Por fim, devemos enfrentar o argumento encontrado, por exemplo, na doutrina de Paulo Lôbo (2017, p.150), no sentido de que os valores sociais e de solidariedade familiar são mais bem contemplados na sucessão legítima, enquanto a sucessão testamentária privilegia excessivamente a autonomia individual. Não concordamos com a generalização feita pelo referido autor nem com a sua pressuposição de que a autonomia individual é necessariamente antissocial e realizadora de valores contrários aos estampados na Constituição.

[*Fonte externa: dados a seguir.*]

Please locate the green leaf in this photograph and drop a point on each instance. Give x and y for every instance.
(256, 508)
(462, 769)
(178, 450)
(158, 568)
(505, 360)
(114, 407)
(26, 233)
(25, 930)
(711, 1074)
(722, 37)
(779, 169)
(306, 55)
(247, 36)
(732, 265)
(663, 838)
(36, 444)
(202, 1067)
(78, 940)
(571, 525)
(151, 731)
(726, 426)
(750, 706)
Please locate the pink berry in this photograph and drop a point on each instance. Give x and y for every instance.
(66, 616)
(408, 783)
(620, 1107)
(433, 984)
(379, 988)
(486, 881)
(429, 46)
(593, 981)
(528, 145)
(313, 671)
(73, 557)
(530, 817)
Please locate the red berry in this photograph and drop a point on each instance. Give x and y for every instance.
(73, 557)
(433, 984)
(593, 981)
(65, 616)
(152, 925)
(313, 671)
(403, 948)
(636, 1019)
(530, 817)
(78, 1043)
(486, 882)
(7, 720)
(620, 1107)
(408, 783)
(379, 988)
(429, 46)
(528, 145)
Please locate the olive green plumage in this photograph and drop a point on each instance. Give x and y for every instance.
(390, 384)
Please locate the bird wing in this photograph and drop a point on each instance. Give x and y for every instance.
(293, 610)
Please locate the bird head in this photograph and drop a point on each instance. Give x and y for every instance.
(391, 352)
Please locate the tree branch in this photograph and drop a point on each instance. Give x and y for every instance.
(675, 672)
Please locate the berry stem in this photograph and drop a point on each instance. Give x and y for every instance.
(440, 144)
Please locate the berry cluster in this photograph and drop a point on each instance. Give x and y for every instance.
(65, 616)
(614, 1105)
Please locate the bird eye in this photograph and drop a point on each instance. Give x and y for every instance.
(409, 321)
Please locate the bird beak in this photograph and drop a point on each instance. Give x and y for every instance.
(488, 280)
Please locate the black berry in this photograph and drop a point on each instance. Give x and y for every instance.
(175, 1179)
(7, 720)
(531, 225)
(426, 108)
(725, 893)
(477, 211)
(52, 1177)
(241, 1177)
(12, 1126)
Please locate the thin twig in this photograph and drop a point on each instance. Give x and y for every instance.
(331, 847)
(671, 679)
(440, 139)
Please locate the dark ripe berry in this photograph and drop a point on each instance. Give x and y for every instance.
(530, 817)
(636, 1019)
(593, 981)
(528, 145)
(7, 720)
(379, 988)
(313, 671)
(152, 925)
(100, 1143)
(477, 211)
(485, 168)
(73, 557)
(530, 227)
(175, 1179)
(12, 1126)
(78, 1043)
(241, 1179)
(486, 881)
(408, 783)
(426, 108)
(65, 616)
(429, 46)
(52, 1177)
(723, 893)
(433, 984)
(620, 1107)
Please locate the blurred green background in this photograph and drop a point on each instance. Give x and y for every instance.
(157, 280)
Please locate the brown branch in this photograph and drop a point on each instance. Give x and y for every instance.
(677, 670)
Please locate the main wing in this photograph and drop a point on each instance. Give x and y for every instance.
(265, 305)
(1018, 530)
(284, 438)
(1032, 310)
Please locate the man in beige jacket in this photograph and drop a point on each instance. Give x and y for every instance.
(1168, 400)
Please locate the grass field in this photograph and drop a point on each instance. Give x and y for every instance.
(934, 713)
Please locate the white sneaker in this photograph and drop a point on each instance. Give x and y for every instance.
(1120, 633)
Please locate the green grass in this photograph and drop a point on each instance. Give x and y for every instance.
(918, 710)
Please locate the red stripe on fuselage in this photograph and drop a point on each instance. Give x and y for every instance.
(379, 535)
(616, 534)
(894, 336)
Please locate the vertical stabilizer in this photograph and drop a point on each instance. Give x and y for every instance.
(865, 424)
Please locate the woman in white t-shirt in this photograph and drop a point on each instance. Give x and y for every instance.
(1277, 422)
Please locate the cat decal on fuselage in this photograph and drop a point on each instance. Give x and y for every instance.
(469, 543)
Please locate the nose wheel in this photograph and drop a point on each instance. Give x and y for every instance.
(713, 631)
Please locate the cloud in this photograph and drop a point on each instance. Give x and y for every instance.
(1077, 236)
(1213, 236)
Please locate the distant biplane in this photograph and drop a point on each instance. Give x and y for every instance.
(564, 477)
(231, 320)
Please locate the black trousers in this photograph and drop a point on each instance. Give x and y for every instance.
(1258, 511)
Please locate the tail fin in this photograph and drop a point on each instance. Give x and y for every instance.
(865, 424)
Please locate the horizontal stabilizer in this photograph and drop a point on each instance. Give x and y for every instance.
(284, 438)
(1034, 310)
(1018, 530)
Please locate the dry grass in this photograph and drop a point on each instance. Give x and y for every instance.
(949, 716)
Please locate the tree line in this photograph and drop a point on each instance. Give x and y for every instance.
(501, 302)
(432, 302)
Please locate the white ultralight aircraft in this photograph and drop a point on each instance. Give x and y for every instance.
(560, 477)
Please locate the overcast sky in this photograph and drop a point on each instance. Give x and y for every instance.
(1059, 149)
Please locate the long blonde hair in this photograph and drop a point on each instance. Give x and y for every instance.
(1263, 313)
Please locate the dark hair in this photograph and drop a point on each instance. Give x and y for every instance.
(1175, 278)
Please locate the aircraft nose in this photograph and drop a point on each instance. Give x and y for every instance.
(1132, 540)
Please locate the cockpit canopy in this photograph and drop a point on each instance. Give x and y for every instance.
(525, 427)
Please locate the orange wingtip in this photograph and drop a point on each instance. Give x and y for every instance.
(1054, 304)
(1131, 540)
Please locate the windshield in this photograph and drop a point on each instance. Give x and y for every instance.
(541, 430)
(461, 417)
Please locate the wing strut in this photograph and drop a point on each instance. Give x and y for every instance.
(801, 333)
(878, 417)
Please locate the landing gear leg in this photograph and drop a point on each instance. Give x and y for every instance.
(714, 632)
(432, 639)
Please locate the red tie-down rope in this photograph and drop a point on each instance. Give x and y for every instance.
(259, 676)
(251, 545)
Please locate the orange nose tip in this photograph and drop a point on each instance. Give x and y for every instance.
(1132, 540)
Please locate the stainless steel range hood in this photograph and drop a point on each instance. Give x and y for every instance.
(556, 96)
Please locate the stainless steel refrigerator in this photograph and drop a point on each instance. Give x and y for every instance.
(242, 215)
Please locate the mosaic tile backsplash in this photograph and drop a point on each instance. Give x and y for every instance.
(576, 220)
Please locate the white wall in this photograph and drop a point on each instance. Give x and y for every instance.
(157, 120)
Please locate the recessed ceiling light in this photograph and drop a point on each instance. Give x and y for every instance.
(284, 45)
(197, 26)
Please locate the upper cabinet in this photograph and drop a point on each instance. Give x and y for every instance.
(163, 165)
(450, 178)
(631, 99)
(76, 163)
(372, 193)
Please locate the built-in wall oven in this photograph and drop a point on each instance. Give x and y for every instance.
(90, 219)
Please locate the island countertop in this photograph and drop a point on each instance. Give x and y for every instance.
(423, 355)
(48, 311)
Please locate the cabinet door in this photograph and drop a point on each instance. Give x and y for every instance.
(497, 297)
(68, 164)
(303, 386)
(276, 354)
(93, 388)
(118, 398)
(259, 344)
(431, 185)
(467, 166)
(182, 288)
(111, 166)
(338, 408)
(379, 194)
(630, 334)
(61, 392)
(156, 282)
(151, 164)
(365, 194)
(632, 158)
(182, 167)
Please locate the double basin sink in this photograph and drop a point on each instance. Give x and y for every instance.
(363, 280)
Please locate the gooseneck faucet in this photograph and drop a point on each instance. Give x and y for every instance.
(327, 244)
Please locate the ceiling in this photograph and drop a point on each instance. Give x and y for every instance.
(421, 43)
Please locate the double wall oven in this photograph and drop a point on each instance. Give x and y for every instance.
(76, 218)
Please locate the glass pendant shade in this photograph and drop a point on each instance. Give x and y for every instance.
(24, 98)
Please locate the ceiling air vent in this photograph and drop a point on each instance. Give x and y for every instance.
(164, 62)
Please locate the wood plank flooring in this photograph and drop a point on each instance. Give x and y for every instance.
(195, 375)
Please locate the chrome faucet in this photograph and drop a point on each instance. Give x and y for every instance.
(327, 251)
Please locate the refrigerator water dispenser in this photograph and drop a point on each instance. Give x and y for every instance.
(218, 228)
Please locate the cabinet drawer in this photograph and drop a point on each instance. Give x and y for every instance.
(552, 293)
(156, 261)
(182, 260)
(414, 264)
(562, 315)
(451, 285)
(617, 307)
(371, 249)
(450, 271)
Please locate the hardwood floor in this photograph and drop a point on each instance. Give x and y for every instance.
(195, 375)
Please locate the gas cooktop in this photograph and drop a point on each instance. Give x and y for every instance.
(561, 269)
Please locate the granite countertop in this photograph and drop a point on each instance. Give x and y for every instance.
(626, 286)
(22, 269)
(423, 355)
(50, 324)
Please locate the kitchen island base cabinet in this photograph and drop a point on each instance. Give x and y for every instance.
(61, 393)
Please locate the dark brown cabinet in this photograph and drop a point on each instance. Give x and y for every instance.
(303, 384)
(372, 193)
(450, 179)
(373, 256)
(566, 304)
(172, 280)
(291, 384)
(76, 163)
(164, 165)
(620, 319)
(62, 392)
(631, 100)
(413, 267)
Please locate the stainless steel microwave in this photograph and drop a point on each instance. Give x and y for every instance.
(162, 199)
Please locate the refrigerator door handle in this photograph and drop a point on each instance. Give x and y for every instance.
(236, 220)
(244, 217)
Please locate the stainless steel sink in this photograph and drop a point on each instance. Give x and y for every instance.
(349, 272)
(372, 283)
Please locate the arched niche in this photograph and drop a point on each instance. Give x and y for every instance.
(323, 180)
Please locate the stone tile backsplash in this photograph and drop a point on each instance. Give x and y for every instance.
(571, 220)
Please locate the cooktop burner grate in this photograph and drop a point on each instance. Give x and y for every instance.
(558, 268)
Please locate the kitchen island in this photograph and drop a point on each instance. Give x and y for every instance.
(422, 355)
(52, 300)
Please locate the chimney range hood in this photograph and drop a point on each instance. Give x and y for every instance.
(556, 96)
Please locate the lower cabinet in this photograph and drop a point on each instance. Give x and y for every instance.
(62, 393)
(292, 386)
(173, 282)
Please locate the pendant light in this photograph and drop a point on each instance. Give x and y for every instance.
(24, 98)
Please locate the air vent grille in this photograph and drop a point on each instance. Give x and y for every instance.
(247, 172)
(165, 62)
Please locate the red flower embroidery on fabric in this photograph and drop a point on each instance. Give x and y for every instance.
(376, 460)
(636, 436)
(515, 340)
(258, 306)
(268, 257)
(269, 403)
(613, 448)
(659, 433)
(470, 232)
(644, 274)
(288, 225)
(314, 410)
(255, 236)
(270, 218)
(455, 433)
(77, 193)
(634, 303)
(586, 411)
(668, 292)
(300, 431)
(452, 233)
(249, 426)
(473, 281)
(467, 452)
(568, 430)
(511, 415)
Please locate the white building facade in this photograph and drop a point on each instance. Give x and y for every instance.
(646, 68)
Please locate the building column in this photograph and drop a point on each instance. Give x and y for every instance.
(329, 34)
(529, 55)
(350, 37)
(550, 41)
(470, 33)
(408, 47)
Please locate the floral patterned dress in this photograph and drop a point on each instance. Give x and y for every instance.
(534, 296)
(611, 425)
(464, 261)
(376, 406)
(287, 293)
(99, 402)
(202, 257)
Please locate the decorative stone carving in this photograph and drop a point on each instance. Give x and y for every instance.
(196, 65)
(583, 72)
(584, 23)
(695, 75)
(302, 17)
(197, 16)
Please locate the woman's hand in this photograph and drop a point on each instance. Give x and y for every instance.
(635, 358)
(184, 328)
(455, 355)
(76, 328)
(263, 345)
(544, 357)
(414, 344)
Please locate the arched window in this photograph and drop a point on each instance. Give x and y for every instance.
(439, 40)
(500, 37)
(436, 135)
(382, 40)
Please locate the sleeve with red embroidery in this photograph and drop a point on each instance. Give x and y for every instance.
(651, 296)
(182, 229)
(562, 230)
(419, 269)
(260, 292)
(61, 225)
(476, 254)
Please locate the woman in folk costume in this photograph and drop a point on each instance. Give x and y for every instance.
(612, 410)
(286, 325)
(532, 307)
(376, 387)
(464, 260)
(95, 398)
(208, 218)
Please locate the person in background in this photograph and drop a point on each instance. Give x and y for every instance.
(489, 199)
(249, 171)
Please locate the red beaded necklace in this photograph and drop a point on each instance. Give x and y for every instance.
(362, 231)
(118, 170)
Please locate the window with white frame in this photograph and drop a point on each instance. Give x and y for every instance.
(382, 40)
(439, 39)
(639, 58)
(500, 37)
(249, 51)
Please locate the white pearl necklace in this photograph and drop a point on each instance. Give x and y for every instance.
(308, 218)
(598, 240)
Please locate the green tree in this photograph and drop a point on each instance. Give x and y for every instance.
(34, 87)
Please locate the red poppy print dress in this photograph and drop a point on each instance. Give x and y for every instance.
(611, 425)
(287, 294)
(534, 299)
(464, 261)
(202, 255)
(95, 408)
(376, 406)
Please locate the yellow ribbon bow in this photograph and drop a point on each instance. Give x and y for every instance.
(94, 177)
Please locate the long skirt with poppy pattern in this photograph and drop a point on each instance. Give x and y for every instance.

Assim como Jeffrey P. Rosenfeld (1979, p.03), discordamos da tendência de rotular disposições testamentárias como intrinsecamente antissociais ou idiossincráticas. Já discorremos na seção 3.3.5.3 que a solidariedade constitucional se relaciona com a solidariedade familiar, contudo a ela não se limita. Semelhantemente, Rosenfeld critica o considerar que a sucessão em benefício da família sempre deve prevalecer em relação a obrigações para com terceiros; para este autor, esta crença obscurece as forças sociais que atuam quando alguém dispõe de patrimônio. Compreendemos que, com a liberdade de testar, o sujeito pode chamar à própria sucessão pessoas que dele dependiam e que seriam deixadas de lado pela rígida ordem de vocação hereditária prevista em lei, como por exemplo um irmão – no capítulo 5 demonstraremos que a ordem sucessória definida em lei é insuficiente para adequadamente promover os valores constitucionais. A título ilustrativo, Daniel Monk (2011, p.231) relata que, antes de as legislações ou os tribunais reconhecerem a existência de direitos sucessórios legítimos nas relações entre pessoas do mesmo sexo, foi a liberdade de testar que permitiu que homossexuais beneficiassem seus parceiros. Ademais, como defendemos na seção 3.3.5.4, a sucessão testamentária pode e deve ser utilizada como instrumento de filantropia, em especial no que se refere a grandes heranças.

Obviamente reconhecemos a possibilidade de a autonomia testamentária ser utilizada de forma abusiva. Identificar o direito de testar como fundamental não significa que ele seja absoluto, ilimitado. Na seção seguinte, refletiremos sobre alguns dos limites à liberdade de testar, que conformam o âmbito de proteção do referido direito aos demais valores e objetivos estampados na Constituição da República.